Overall past 5 years show stable revenue and Net income growth. If comparing 3Q accumulative last 12 month results (2012 9 months+20114Q) with 2011Y revenue has increased from 46,5 bn.$ to 47,6 bn.$ or +2,2%. Net income has increased from 8,6 bn.$ to 8,8 bn.$ or +2,7%. This growth is quite good if taking into account overall world economy growth slowdown. Larger Revenue and Net Income growth at Y2011 was due to CCE bottling company acquisition. 2010Y financial results have 4,7 bn.$ Net income exuded for unusual items to have a better view of companies generated usual income. Coca-cola main income is from its original North America. There company sale almost 1/2. Since US economy is recovering further growth can be expected. In 2010 companies acquired bottling segments has 2,2 bn.$ or ~17% of total group sales. In general companies results are slightly positive. Companies balance sheet has issues with equity level.

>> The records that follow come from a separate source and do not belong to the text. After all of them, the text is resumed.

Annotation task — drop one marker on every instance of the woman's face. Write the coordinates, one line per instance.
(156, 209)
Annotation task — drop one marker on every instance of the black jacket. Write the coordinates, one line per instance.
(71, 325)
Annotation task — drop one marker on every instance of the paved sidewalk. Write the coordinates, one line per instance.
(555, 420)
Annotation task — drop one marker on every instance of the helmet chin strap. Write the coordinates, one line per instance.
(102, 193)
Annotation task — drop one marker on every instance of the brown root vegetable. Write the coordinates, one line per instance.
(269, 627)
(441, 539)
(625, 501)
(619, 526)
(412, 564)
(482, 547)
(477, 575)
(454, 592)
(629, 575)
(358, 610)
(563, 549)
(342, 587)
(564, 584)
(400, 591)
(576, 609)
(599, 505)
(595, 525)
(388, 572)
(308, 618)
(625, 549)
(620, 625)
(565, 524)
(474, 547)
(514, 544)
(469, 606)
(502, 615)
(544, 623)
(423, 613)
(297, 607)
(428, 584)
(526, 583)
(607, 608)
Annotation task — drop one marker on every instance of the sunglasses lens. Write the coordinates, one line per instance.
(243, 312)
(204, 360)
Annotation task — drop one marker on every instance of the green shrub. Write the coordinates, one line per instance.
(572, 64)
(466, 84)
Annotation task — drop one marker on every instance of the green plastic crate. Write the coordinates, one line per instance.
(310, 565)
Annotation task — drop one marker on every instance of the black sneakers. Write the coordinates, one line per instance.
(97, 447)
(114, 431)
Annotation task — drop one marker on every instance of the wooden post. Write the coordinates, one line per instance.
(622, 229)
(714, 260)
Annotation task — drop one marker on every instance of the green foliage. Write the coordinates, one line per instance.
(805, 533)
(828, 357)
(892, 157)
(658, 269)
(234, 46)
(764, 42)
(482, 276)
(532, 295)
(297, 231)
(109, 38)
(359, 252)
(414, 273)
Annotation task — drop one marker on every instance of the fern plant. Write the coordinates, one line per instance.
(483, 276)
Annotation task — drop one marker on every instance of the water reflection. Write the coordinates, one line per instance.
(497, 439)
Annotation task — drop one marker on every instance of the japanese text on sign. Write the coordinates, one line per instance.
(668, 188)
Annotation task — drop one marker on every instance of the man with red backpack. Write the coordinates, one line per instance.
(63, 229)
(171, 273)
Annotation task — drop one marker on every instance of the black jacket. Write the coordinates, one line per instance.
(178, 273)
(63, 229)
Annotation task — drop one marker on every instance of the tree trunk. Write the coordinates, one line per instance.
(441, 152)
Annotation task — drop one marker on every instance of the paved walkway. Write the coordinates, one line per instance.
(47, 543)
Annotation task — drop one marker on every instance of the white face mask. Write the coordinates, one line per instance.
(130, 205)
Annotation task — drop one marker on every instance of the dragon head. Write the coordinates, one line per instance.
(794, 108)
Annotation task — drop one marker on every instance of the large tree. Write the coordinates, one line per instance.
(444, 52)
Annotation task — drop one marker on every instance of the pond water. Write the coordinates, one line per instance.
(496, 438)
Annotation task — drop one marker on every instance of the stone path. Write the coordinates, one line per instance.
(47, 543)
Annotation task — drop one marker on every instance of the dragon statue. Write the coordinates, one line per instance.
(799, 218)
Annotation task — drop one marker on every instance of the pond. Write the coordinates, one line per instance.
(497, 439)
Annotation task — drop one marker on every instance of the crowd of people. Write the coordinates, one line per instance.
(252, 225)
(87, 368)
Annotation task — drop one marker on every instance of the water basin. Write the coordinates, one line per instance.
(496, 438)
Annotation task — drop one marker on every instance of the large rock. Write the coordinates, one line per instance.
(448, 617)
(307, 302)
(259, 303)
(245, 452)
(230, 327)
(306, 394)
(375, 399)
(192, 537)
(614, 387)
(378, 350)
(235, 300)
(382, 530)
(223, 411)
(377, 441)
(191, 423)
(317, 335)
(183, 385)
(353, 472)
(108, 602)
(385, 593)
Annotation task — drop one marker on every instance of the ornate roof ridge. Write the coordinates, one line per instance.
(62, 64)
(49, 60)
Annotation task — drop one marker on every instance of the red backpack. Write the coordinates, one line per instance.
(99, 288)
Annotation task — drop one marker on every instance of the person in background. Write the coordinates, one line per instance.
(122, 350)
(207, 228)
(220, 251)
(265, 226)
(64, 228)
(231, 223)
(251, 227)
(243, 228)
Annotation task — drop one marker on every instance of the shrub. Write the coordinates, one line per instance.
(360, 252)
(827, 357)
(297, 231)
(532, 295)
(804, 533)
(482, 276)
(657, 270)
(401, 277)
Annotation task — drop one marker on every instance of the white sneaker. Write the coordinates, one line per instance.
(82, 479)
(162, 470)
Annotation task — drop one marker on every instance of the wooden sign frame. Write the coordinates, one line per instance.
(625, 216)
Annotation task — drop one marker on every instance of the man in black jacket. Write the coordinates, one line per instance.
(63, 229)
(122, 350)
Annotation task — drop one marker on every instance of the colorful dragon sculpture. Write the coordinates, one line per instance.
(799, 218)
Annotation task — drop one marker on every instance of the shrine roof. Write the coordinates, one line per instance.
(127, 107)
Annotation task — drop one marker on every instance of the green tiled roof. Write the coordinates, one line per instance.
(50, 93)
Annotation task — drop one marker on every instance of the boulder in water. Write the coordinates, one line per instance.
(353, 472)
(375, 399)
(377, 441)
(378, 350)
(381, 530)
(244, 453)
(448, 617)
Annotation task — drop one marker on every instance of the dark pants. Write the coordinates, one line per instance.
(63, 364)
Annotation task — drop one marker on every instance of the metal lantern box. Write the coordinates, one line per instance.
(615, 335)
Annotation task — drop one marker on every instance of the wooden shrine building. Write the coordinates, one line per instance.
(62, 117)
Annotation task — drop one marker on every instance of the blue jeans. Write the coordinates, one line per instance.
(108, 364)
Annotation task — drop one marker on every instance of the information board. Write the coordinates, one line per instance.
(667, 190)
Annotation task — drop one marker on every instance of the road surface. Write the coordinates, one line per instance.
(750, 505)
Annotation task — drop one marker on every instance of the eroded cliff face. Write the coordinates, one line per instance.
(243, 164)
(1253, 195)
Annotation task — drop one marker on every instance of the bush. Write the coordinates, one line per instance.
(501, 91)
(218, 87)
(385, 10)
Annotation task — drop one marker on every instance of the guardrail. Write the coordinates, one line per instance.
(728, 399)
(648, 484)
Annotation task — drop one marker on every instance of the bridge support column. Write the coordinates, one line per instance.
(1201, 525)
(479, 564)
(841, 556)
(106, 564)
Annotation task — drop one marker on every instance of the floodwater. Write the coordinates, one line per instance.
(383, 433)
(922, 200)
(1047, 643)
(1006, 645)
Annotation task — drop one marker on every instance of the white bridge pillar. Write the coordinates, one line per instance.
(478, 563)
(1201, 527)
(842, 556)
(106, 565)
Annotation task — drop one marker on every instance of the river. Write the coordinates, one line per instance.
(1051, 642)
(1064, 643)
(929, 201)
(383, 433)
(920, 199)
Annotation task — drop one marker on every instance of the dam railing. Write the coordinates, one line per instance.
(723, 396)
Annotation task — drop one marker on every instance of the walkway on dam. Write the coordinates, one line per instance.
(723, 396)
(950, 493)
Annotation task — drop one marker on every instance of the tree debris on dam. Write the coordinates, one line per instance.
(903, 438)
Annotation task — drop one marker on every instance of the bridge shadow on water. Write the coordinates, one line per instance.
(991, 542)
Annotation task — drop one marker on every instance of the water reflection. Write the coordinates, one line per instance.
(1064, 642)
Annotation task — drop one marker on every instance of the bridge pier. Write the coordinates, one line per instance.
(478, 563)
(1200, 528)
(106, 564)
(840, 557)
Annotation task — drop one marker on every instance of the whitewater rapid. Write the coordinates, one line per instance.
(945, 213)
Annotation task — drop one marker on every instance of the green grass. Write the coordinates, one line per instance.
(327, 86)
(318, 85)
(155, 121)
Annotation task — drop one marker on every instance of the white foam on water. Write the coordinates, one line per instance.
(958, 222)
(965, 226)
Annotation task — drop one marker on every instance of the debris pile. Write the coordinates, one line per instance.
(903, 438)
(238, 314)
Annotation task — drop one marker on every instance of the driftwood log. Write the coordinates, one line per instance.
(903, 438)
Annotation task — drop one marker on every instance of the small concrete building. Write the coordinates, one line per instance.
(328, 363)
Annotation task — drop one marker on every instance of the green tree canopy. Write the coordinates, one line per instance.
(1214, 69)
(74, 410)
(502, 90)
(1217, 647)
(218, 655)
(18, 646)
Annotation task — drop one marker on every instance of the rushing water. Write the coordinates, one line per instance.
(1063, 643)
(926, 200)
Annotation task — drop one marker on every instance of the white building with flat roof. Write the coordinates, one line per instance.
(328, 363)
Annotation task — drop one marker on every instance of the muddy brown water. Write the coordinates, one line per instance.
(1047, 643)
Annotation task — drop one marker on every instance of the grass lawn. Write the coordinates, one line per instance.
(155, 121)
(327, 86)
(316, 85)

Which has droped quite a lot from good 51% at Y2008 and Y2009 to only 38% now. Another issue is Return on equity. It is stable 27%. But knowing that Equity level has decreased quite a lot that is a bad thing. Major decrease was in Y2010, since then equity level has not improved due to increased level of profit sharing with companies shareholders trough share repurchase and dividends. If at Y2008-2009 68-69% of Net Income was spent on Dividends then in 2010-2011 it increased to 75% and 84% so company is basically paying out everything that it earns and not leaving a lot in the company, which is not good for companies long term growth. At first 9 month of Y2012 this level stays at high 80%. On the other hand its not over 100% like in some other companies. At Y2010 company has acquired major bottler CCE with its quite large amount of debts. Although this has increased companies diversification but its ratios has worsened. It would be nice to see company accumulating more equity and deceasing debt level to return into stable balance sheet like it was at Y2009. In general companies balance structure is bit risky.

Share value: Equity / share 33,2 bn.$ 4,486 bn. 7,4 $/sh. Market value 37,1 $ +29,7$ 15,1 years Year Net income before Depreciation 8,8 bn.$ +1,96$/sh. 5,3% Companies share book value is ~7,4$. Current market price is ~37$ which shows that market is paying ~29,7$ more, or more then 15 years of Net Income, which is 8,8 bn.$. This is quite a lot taking into consideration that companies balance structure is a bit risky. Share profitability (Share market price/Net income before Depreciation) is only 5,3% which is lower then average. The only risk lowering factor is stable sector consumer good production. In general share value is very high. Company at the moment pays 1,02$/share annual dividends (0,255$/quarter) before tax or 2,7% investment yield, which is average. Payout ratio is around 50%, which is normal and well balanced cash flow management. 5 year analysis show stable EPS and dividend growth, which is good. Company can be treated as long term stable growth stock. Investment is good for portfolio diversification but to pricey for heavier investment unless it would drop below 32$ or so.